So, I already know what’s the problem with my solution. for bigger values of N
Let’s say N = 1543483483434 and M = 39 my code is giving output-> -1.

because the formula I came up with is ((N*(N/2))+N/2) for even numbers.
so, as you can see this big number is getting multiplied by itself making the number super big. And the number becomes negative because of the cycle it goes through. Any suggestion? How can I fix this? Without using BigInteger!!

Thank you for the suggestion and I know bigInteger will work but using biginteger makes the code very complex, I seen people did this question by just using long that’s why I was wondering if I can solve this question without using BigInteger. I think I should’ve mentioned that!! sorry, my bad

There is a O(1) solution to this problem. Given that N*(N+1)/2=M, on expanding it gives you a quadratic equation. You can now find N in terms of M . We can prove that this N will be atmost ~{10}^{9}

Now you see if given N\ge{N_o} (N observed ,which we found by equation).

Alternatively - This question can be trivially solved via python.
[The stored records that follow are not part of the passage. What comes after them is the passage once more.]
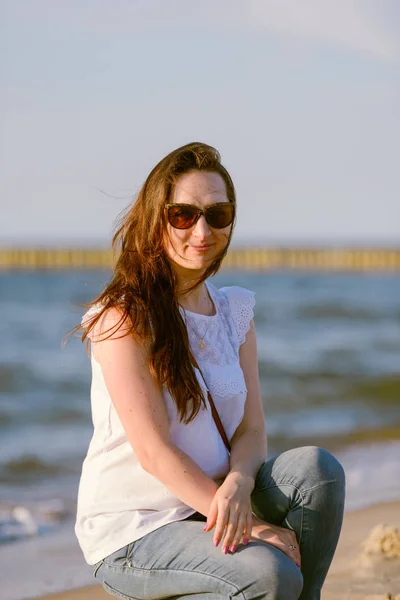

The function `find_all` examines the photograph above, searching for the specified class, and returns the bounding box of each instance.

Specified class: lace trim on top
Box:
[220,285,256,346]
[81,302,105,340]
[197,364,248,398]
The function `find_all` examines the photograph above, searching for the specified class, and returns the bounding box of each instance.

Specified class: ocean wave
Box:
[0,362,88,396]
[0,499,68,545]
[345,375,400,404]
[267,420,400,453]
[40,408,87,424]
[259,364,400,403]
[0,411,12,426]
[0,364,42,394]
[0,455,74,483]
[375,338,400,352]
[298,304,388,320]
[259,362,343,380]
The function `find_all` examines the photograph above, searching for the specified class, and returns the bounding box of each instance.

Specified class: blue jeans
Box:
[93,446,345,600]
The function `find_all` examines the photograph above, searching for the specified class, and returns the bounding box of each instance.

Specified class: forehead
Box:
[172,171,227,205]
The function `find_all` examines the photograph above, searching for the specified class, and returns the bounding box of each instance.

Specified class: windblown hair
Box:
[70,142,236,423]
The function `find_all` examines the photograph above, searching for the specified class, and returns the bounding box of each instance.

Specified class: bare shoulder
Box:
[93,305,132,335]
[90,306,145,362]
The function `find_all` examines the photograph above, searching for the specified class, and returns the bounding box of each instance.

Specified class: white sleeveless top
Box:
[75,282,255,565]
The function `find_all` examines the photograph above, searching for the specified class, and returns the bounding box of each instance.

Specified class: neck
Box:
[177,279,206,303]
[173,263,203,300]
[176,277,213,315]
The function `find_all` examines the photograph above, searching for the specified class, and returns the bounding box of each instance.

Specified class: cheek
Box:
[164,226,191,255]
[215,229,231,246]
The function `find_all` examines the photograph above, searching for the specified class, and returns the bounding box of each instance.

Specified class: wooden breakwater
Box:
[0,247,399,272]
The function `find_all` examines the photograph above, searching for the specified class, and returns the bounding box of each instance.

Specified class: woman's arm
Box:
[91,308,219,517]
[203,320,269,552]
[225,319,267,489]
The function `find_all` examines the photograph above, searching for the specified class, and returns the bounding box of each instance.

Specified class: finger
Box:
[221,509,239,552]
[241,512,253,545]
[284,532,301,566]
[282,541,301,567]
[277,528,301,566]
[295,550,301,568]
[213,504,229,547]
[287,530,299,546]
[276,541,298,565]
[204,499,218,532]
[229,511,247,552]
[288,546,301,567]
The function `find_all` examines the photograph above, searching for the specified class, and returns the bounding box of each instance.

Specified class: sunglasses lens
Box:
[206,204,234,228]
[167,205,199,229]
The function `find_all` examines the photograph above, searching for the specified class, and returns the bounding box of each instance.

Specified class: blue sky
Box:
[1,0,399,246]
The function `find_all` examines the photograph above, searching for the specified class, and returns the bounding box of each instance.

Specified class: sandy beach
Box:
[32,500,400,600]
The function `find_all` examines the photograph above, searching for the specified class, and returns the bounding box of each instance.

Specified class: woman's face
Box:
[163,170,233,274]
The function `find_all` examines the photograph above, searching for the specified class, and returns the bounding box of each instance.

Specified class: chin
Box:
[168,247,221,272]
[184,259,211,271]
[179,254,216,271]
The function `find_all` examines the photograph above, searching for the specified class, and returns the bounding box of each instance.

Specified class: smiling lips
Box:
[191,245,213,252]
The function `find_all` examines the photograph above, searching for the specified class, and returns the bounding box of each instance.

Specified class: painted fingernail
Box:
[214,539,220,547]
[243,538,249,545]
[296,561,300,568]
[230,545,237,553]
[222,546,228,554]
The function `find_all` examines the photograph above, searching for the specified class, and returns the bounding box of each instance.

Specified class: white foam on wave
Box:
[0,498,68,544]
[336,439,400,511]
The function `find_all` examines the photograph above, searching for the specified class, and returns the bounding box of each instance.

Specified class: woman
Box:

You want to know the minimum number of shop visited so that the request M could be satisfied.
That means,find min N such as N*(N+1)/2 >= M , which is the same as N**(N+1) >= 2*M.
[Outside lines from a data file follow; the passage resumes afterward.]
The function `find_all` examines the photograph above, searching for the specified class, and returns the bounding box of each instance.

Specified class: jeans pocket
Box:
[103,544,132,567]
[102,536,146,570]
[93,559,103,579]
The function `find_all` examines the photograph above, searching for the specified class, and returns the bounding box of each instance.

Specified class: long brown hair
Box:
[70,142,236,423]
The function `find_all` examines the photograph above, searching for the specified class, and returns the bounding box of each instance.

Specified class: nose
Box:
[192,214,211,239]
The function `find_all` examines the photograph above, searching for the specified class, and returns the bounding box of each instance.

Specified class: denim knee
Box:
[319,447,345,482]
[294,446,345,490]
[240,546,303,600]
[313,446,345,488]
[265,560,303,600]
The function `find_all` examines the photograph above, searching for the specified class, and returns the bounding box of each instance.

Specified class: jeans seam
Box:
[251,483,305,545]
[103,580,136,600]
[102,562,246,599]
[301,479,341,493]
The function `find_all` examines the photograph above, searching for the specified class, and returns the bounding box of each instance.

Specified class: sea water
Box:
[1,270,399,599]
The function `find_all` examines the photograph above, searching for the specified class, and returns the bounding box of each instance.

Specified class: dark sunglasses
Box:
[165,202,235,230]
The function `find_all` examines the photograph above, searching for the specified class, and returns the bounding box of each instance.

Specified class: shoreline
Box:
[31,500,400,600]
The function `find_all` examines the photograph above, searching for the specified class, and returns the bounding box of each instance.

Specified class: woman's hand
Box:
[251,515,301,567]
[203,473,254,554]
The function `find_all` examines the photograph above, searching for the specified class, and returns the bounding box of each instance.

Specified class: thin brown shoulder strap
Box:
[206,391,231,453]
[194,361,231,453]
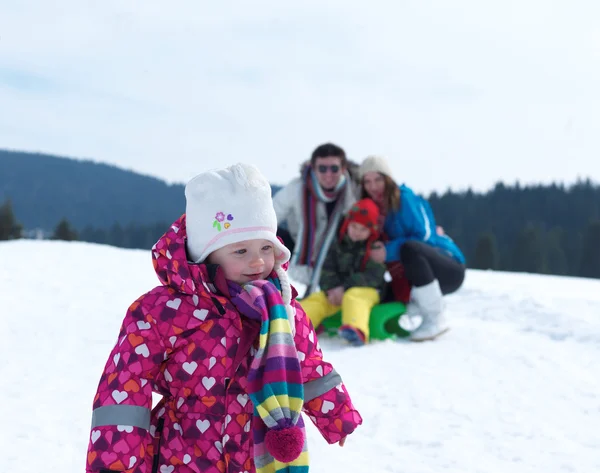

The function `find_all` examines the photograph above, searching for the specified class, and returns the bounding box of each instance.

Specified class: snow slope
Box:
[1,240,599,473]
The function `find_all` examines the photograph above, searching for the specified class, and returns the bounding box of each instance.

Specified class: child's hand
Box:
[370,241,386,263]
[327,286,344,306]
[339,436,347,447]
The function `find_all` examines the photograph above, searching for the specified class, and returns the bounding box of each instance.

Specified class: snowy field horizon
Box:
[2,239,599,473]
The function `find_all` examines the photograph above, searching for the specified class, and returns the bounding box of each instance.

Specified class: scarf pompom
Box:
[265,425,304,462]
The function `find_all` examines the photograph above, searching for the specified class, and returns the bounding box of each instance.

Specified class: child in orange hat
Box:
[299,198,387,346]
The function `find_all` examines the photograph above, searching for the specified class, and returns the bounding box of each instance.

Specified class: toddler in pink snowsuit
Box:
[86,163,362,473]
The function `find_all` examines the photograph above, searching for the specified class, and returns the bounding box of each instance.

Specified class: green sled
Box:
[317,301,410,340]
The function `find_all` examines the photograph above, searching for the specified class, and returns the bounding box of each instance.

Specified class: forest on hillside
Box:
[2,149,599,278]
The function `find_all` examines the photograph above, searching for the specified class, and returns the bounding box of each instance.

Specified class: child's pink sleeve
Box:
[292,299,363,444]
[86,299,165,473]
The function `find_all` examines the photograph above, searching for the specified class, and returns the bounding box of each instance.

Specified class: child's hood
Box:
[151,214,213,295]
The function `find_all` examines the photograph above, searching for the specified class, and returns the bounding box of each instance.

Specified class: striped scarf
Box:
[292,166,347,287]
[228,277,309,473]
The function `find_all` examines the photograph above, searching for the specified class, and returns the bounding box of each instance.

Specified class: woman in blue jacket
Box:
[359,155,466,341]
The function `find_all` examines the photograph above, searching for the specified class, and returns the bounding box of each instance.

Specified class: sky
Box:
[1,1,600,194]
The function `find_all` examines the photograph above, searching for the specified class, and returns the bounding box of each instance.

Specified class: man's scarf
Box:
[292,166,348,288]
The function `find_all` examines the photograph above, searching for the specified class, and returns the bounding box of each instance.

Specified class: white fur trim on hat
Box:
[185,163,291,266]
[359,155,394,179]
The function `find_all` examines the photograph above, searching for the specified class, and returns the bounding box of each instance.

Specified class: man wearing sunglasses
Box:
[273,142,358,296]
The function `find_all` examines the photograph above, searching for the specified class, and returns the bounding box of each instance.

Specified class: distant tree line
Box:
[77,221,170,249]
[2,178,600,279]
[427,179,600,278]
[0,199,167,248]
[1,200,81,242]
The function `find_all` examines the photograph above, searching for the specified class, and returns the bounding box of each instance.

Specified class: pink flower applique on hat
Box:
[213,212,234,231]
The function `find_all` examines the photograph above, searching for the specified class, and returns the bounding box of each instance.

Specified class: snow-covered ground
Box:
[1,240,599,473]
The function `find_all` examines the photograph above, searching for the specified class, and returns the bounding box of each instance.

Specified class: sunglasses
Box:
[317,164,341,174]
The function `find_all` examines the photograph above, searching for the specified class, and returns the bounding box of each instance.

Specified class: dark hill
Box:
[1,149,186,230]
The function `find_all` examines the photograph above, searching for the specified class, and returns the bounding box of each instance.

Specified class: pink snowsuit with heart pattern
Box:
[86,215,362,473]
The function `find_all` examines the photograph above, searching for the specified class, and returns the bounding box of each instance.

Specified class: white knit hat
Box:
[359,155,394,179]
[185,163,291,266]
[185,163,296,332]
Also, N^2 < N(N+1) for N positive. So you can compute j = sqrt(2M) and start to check from j to n if j(j+1) >= 2*m. Normally, if such N exist, it will not big enough to overflow the long max value (it’s close to the square root of M, which max value is 10^18).

Python HAS a limit, but tis very large. If i remember, it was around 7000 digits. But well, such large numbers need more time in computation. You will probably get a TLE first.

Sorry for being unable to attend to your queries, I was kind of stuck/busy with something.

As I said, if the N required (which we found by equation) is more than given number of shops, then he cannot have enough chocolates.

The equation is nothing special. Its the sum of first N natural numbers, used as first shop has 1, 2nd has 2, third has 3…and so on (so total chocolates are 1+2+3… +N which is sum of N natural numbers). Hope this helps!